The garden is at its most colourful during the summer months. With vibrant colours, the buzz of wildlife and space to relax in the historic pleasure grounds, it’s time to make the most of nature.
Wander around the house, and past the tower to discover the Enclosed Garden hidden behind ragstone walls. This secluded, paved garden with its 'secret garden' behind the hedge provides a charming place to spend some time. Sunlight dances off the cherub fountain in the centre, whilst the soft colours and foliage of the planting scheme reflect an American's idea of a traditional English garden.
Coming out of the enclosed garden, the original garden and house entrance was from the driveway to your right (the gates were originally to your left). Imagine riding through the gates and dismounting your horse onto the mounting block to start your visit.
Today, as you walk into stable courtyard, there are formal lawns and bright herbaceous borders. In the 17th Century it was a working farm as well as a forecourt to the house with stables and farm buildings on three sides and a large oval cart/carriage ‘circle’. When the ‘new’ farmyard was built in the 18th Century the remaining buildings were converted to workers cottages and the courtyard made more ornamental with the lawns and borders.
The formal garden, with its saucer pond in the centre and four ‘symmetrical’ beds has been an Italianate garden, and a rose garden. Most recently it has formal bedding displays, changed twice each year, designed by a different member of the gardening team. It is interesting for us and for our visitors to have an area to try out and see different planting ideas.
Stepping through the high hedge, the cutting garden provides a fine display of flower and foliage shapes and colours throughout summer and beautiful cut flowers for the house. The scent from the cutting garden is especially good at the end of June and into July when the sweet peas and lavender are at their best.
Long herbaceous border
On the other side of the orchard wall, the west terrace walk boasts fine herbaceous borders, with rustic wood archways across the grass pathway featuring climbing roses. Its long season of interest is provided by a variety of bulbs in spring, and the display of flowers and foliage from July to September and often into October.
North Pleasure grounds
With a meandering stream, ornamental lake, informal lawns and specimen trees, the pleasure grounds at the north end of the garden probably have their origins in the 18th century and were extended again in the 19th century.

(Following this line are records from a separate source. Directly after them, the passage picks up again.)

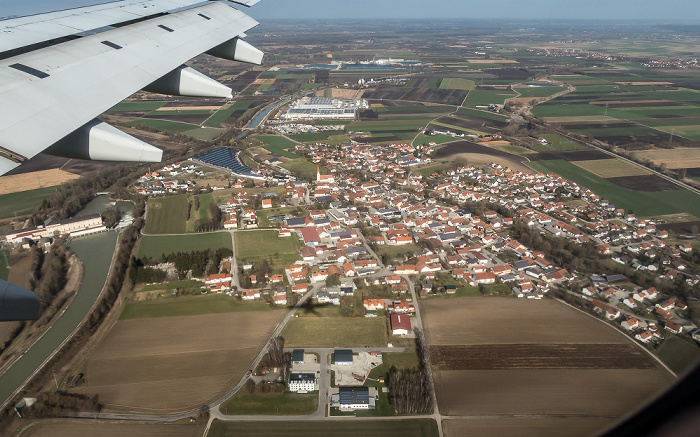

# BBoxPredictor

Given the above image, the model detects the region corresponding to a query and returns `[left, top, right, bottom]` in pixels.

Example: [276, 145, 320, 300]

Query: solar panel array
[195, 147, 259, 178]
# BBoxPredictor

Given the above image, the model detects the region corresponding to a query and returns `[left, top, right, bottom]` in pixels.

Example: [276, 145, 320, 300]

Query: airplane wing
[0, 279, 40, 321]
[0, 0, 265, 176]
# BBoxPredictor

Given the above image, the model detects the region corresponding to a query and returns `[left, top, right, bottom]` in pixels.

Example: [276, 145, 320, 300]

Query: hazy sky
[2, 0, 699, 21]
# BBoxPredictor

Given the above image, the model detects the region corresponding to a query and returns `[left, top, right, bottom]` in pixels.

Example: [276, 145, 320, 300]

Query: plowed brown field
[72, 311, 285, 413]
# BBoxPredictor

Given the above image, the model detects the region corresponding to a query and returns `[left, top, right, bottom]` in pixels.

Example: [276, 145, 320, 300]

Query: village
[116, 135, 700, 364]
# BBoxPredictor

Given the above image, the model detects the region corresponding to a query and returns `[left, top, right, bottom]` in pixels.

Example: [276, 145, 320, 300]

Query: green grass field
[127, 118, 198, 133]
[657, 336, 700, 374]
[144, 195, 188, 234]
[204, 100, 256, 128]
[208, 419, 440, 437]
[136, 280, 204, 293]
[532, 103, 606, 118]
[527, 159, 700, 217]
[0, 186, 59, 219]
[439, 78, 476, 90]
[463, 89, 517, 107]
[138, 232, 233, 260]
[183, 127, 225, 141]
[255, 135, 300, 158]
[414, 163, 452, 177]
[455, 107, 508, 121]
[235, 231, 302, 272]
[119, 294, 269, 320]
[109, 100, 167, 112]
[413, 133, 457, 146]
[377, 105, 455, 114]
[288, 131, 344, 143]
[281, 317, 388, 348]
[219, 392, 318, 416]
[531, 134, 588, 152]
[349, 118, 434, 132]
[0, 250, 10, 281]
[513, 86, 567, 98]
[257, 207, 297, 228]
[281, 159, 326, 180]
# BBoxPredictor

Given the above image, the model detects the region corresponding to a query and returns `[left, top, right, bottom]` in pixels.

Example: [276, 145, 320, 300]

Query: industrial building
[330, 386, 377, 410]
[334, 349, 354, 365]
[281, 97, 368, 120]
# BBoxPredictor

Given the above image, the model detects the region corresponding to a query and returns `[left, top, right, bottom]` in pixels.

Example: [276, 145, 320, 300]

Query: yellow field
[632, 147, 700, 169]
[571, 159, 652, 178]
[0, 169, 80, 195]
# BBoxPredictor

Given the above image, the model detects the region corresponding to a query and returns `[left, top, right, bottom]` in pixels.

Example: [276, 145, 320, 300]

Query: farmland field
[0, 186, 59, 219]
[22, 422, 201, 437]
[0, 249, 9, 280]
[439, 78, 476, 90]
[632, 148, 700, 169]
[219, 391, 318, 415]
[656, 336, 700, 374]
[526, 159, 700, 218]
[571, 158, 652, 178]
[463, 89, 517, 107]
[443, 418, 617, 437]
[513, 86, 567, 98]
[137, 232, 233, 260]
[281, 317, 388, 348]
[72, 310, 285, 412]
[0, 169, 81, 195]
[144, 195, 188, 234]
[421, 297, 674, 435]
[530, 134, 587, 152]
[109, 100, 167, 112]
[208, 419, 439, 437]
[120, 294, 270, 320]
[255, 135, 300, 158]
[127, 118, 198, 133]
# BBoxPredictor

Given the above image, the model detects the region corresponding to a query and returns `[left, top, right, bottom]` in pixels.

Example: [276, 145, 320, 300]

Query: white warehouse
[281, 97, 368, 120]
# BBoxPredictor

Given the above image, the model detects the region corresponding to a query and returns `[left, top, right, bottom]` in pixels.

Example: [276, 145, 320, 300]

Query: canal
[0, 222, 119, 406]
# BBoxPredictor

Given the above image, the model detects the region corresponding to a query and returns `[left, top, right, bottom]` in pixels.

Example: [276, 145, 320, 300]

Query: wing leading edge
[0, 0, 265, 175]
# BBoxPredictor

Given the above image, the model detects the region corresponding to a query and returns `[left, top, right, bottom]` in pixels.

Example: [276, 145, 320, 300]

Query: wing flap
[0, 0, 208, 53]
[0, 2, 259, 164]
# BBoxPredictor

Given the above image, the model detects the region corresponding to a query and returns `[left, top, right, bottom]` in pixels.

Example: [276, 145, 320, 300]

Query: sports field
[0, 186, 59, 219]
[208, 419, 439, 437]
[73, 309, 285, 412]
[527, 159, 700, 217]
[235, 230, 302, 272]
[281, 317, 388, 348]
[137, 232, 233, 260]
[144, 195, 188, 234]
[120, 294, 270, 320]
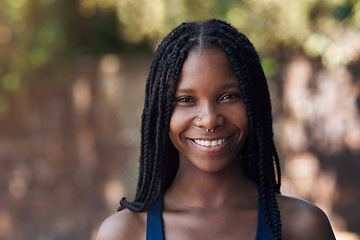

This was a period when many newly discovered ‘exotic’ trees and other plants were being collected and planted in wealthy gardens. Significant planting was carried out during the ownership of Victorian naturalist Prideaux John Selby who had a great interest in trees and sadly, a number of them were uprooted in the 1987 hurricane. However, a number of fine specimens have survived and other trees planted since. It is a lovely place to enjoy a gentle stroll, sit in the shade and have a picnic, take in the views or simply relax in a deckchair and listen to the sounds of birdsong and leaves rustling in the breeze.
From the north pleasure grounds a sloping path and steps under a canopy of trees leads to the upper pathway running along a planted sunny bank towards visitor reception. lower path leads to the east grass terrace overlooking the north lawn running along a bank with cherry trees underplanted with snowdrops, primroses and daffodils, creating a cheery display in spring followed by wildflowers in summer.
The South Lake - A lost garden
This area provides a wonderful view to the manor across the lake with the house reflected in the water. The south lake pleasure grounds may also be of 18th century origin and further developed in 19th. Following its decline in the early 20th century, the area became overgrown by self-sown trees, laurel and invasive weeds. As with the conservation work done in parts of the north pleasure grounds, each year we are doing what work we can with the time and resources we have to bring this once lost area back under control so that when funding and resources are available, we can restore it as both an attractive pleasure grounds and a haven for wildlife.